A proposito di donne del futuro, lei piace tantissimo alle bambine, lo sa?
«Sì. E mi dicono che il video di Da zero a cento ha anche un effetto ipnotico sui bebè. Sa qual è la domanda che mi fanno più spesso i bambini? Questa: perché non fai rifai una canzone come Sparami? Quel pezzo è una denuncia su come le donne vengono rappresentate in Italia. Questo dovrebbe far capire quanto i più piccoli siano avanti».

La domanda che odia sentirsi fare?
«Come ti senti a essere l’unica donna nel rap?
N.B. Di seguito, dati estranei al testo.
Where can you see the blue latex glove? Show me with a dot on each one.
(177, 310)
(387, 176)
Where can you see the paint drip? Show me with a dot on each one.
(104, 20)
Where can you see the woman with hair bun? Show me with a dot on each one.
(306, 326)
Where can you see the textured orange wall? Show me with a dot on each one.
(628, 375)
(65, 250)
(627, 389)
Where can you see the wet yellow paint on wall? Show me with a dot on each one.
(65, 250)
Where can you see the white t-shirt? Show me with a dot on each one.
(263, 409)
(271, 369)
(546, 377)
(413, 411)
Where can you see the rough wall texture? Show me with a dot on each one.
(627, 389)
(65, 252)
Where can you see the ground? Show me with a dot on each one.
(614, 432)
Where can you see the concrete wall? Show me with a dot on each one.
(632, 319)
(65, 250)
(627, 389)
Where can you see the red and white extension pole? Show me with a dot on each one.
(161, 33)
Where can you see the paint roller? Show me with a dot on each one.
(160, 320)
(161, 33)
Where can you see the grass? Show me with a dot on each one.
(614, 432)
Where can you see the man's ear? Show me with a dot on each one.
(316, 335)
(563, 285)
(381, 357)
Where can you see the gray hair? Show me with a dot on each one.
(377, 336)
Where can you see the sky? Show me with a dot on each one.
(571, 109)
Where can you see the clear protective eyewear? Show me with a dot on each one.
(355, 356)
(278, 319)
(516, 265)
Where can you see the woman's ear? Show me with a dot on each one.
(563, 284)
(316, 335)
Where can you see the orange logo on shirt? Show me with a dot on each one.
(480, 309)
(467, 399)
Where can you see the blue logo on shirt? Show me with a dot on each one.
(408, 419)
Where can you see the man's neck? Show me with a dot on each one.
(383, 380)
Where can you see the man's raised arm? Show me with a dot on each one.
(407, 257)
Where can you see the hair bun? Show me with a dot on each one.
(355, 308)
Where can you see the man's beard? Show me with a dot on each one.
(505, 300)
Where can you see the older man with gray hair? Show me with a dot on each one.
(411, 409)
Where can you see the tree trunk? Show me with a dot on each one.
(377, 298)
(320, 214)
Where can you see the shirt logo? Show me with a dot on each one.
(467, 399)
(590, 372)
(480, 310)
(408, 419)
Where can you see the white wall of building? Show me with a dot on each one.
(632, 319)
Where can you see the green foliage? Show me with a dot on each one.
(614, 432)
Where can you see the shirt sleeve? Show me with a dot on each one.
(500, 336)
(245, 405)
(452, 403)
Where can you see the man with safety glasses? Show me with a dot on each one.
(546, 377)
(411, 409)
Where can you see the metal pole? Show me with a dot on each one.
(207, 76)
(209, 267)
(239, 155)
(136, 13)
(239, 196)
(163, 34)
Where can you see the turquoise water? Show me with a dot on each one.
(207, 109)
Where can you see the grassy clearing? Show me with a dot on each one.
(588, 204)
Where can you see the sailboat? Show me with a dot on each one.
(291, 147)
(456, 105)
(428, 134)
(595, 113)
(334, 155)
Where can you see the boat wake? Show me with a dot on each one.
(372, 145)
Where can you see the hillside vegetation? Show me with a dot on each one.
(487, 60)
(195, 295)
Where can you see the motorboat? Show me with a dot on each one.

È poco fantasiosa e riduttiva».

Quella che vorrebbe le facessero?
«Come componi le tue canzoni?»

Risponda, allora.
«Parto dal ritornello, capisco che cosa mi ispira: il genere, una certa frase. Allora inizio a comporre la melodia, cerco il linguaggio giusto. È una canzone riflessiva, aggressiva, triste? Cerco di rispondermi ed esce un concetto, che poi sviluppo nelle strofe».

È vero che tutti i rapper sognano il pop?
«Non posso rispondere. Lo deve chiedere a loro. Ma la risposta la so già. Diranno: “Io? Mai!”».